Saturday, February 3, 2007

Gulan 29th January: Is Turkey turning back to the 1990s?

http://www.gulan-media.com/h620/g31.pdf

Last December European Union put on ice the membership negotiations withTurkey. This is an important turning point in the political development in Turkey. Is the country moving towards democracy and co-operation or nationalism and isolation?
The murder of Turkish-Armenian journalist Hrant Dink was a shock and a worrying sign how the future might be in Turkey. Is Turkey turning back tothe athmosphere of early 1990s when political murders and disappearances of activists were every day life?
Public reaction against the murder of Hrant Dink was strong in Turkey. Everybody condemned it. This is good sign. Despite the majority of Turkish people are not actively working for the abrogation of the militaristic system they neither want to return back to the dark period of last decade.

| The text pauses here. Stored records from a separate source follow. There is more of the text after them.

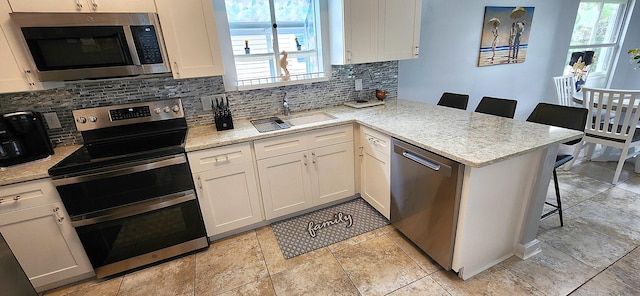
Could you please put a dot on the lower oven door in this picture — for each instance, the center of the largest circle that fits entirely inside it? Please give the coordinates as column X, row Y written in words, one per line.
column 127, row 216
column 137, row 235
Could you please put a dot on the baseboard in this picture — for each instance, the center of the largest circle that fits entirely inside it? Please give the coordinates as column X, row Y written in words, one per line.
column 269, row 222
column 528, row 250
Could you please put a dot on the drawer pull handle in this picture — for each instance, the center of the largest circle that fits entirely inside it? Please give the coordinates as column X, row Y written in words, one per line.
column 56, row 211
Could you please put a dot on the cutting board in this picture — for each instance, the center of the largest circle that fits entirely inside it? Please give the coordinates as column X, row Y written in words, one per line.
column 357, row 105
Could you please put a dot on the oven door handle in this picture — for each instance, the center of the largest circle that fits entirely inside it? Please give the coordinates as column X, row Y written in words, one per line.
column 132, row 210
column 131, row 168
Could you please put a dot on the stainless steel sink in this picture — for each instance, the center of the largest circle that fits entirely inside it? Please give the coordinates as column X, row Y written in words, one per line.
column 308, row 118
column 274, row 123
column 269, row 124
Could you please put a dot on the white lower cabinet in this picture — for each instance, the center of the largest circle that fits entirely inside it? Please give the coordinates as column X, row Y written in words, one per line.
column 39, row 232
column 286, row 184
column 312, row 168
column 227, row 187
column 375, row 169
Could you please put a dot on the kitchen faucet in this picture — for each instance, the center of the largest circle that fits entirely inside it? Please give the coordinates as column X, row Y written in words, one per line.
column 285, row 103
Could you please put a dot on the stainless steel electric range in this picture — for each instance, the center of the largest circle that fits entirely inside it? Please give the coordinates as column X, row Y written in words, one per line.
column 128, row 190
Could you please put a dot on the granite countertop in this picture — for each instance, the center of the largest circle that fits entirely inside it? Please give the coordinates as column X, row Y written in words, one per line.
column 37, row 169
column 471, row 138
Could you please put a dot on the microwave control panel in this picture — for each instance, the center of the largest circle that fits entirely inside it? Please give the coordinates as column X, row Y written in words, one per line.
column 147, row 44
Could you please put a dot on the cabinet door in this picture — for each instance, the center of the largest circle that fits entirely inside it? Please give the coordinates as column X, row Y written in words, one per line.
column 332, row 173
column 82, row 5
column 375, row 181
column 399, row 16
column 361, row 31
column 375, row 169
column 15, row 75
column 191, row 37
column 285, row 184
column 11, row 77
column 229, row 198
column 45, row 244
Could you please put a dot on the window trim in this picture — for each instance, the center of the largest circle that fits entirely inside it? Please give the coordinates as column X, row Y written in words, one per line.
column 230, row 77
column 615, row 46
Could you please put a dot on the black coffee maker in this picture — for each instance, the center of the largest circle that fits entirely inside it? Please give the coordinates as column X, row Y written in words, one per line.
column 23, row 138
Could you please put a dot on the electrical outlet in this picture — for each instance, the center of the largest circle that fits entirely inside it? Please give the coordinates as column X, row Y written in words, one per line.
column 358, row 84
column 207, row 102
column 219, row 98
column 52, row 120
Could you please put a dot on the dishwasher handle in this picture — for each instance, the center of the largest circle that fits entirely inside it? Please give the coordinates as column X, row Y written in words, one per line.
column 435, row 163
column 432, row 165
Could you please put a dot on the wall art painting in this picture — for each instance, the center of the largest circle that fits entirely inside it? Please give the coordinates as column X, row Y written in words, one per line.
column 505, row 35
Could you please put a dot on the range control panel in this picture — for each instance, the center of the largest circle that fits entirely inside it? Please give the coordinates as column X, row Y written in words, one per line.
column 108, row 116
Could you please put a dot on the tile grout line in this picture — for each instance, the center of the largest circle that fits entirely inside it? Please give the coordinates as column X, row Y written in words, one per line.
column 264, row 260
column 342, row 267
column 414, row 261
column 603, row 270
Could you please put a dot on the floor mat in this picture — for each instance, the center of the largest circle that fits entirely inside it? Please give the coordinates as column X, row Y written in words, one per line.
column 307, row 232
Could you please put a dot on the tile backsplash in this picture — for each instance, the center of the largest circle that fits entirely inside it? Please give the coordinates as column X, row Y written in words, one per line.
column 244, row 104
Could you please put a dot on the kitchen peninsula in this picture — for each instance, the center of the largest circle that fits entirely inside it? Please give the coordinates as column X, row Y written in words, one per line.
column 508, row 165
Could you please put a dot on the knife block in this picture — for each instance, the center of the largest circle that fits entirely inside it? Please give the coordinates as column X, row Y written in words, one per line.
column 223, row 122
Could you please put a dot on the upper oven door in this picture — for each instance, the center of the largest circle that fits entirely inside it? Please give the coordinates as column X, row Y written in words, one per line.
column 79, row 46
column 99, row 192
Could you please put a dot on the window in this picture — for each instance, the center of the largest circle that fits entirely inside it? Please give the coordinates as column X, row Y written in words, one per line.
column 597, row 29
column 262, row 31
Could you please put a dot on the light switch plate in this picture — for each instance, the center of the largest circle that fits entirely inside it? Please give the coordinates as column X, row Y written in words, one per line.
column 207, row 102
column 52, row 120
column 219, row 98
column 358, row 84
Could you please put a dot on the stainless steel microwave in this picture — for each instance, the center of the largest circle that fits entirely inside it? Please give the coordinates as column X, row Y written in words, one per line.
column 72, row 46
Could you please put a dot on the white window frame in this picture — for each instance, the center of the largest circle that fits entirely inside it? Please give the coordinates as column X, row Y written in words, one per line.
column 230, row 76
column 606, row 76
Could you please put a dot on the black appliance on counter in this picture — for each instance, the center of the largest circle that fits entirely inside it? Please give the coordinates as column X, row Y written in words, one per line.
column 23, row 138
column 128, row 190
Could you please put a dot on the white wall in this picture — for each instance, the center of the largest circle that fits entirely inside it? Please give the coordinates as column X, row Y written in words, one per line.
column 449, row 44
column 625, row 77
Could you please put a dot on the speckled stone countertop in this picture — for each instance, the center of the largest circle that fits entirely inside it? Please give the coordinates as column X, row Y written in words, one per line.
column 34, row 170
column 471, row 138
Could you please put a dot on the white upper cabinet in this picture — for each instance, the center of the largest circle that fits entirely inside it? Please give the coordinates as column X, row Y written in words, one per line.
column 82, row 5
column 365, row 31
column 16, row 74
column 399, row 29
column 191, row 38
column 11, row 77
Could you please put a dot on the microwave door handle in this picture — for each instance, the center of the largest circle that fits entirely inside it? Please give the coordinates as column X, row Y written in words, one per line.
column 133, row 51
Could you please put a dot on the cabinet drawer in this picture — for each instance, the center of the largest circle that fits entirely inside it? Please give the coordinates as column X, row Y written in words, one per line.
column 279, row 145
column 374, row 141
column 27, row 195
column 203, row 160
column 330, row 136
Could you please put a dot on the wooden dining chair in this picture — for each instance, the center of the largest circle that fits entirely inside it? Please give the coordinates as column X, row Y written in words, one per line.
column 616, row 128
column 453, row 100
column 563, row 116
column 565, row 89
column 497, row 106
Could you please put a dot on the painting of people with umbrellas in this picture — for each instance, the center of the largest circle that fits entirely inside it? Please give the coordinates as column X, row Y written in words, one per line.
column 505, row 35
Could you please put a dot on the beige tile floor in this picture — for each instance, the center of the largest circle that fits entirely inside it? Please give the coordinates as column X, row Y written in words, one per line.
column 595, row 253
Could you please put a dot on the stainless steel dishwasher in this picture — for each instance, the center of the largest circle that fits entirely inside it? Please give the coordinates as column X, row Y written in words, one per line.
column 425, row 198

During those days many journalists, especially Kurdish ones, were murdered. Their murderers were never found.

Police caught quikly the shooter of Hrant Dink. This is different than the murders of journalists fifteen years ago. The shooting of Hrant Dink has similar characters than some honour killings where police has caught the murderer in Turkey. Often they have turned out to be boys who are under eighteen and get only a small penalty because of their age.
The big test for Turkey is whether the real forces behind the seventeen years old shooter of Hrant Dink will be found. In Susurluk accident and Semdinli bomb attack there was no in-depth survey about the real forces involved in the scandals. Who had protected Abdullah Catli? Who planned a serie of bomb attacks in Hakkari province in autumn 2005?
We do not know. First Turkish mass media covered eagerly the cases but little by little public discussion about these topics died away. It is easy to predict that the same will happen again. Picture of Dink's murder will remain unclear and the real criminals behind the act will not be in the court.

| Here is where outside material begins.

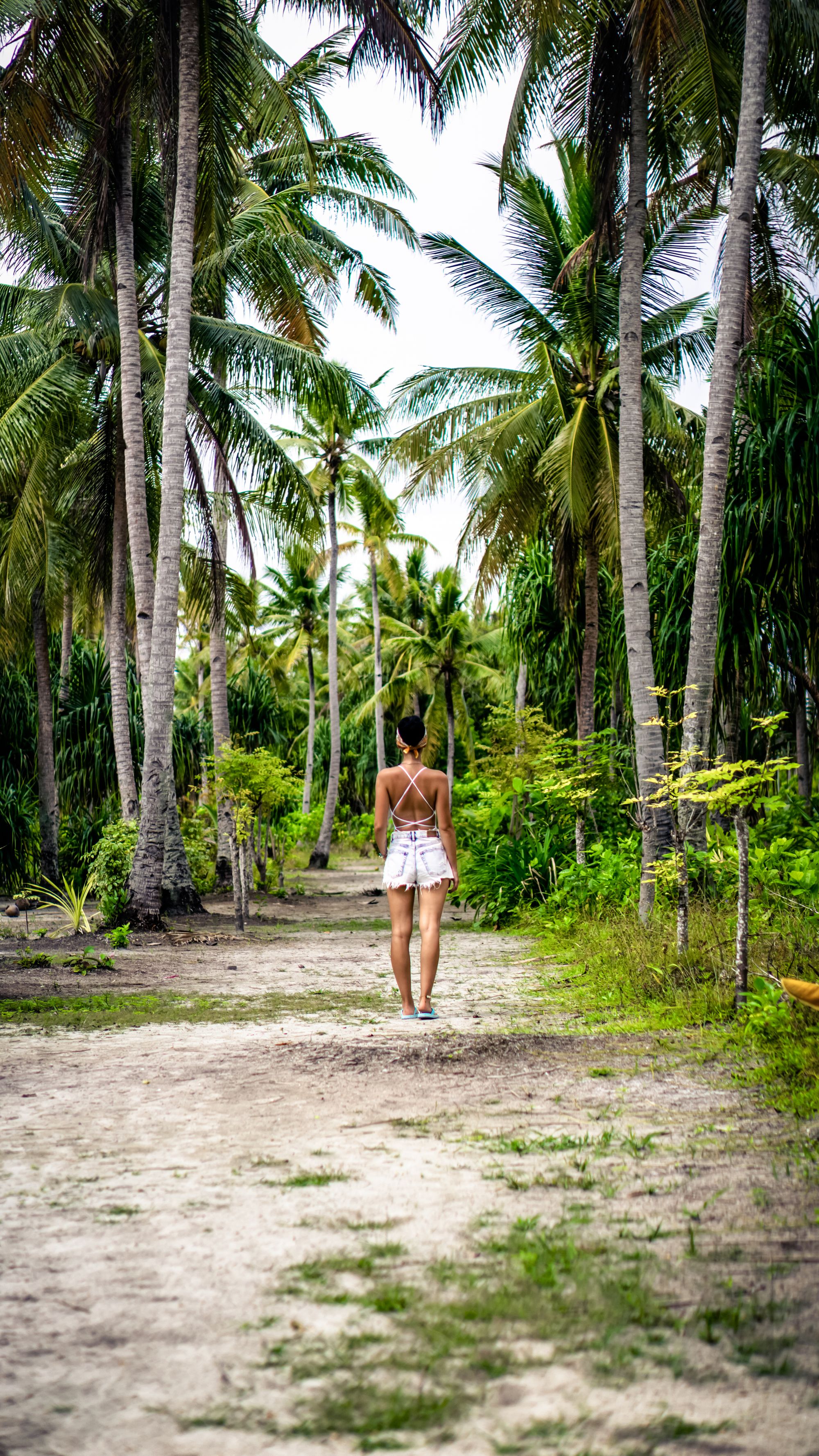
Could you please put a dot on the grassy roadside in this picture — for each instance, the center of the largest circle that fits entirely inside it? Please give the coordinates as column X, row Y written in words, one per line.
column 611, row 975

Still I am hopeful that Turkey will not return back to the dark days of early 1990s. Maybe the Republic of Turkey has not changed from those days but the world around it is different. Also the Kurdish and Armenian communities in Turkey are now much stronger than fifteen years ago. They have lots of contacts abroad. World is following how Turkish police and court solve this murder case. And more than that: how the freedom of expression develops in Turkey. The situation is alarming as long as police stations and courts are places where the limits of journalism are counted. If this is not changing Turkey can say bye-bye to dreams about European Union.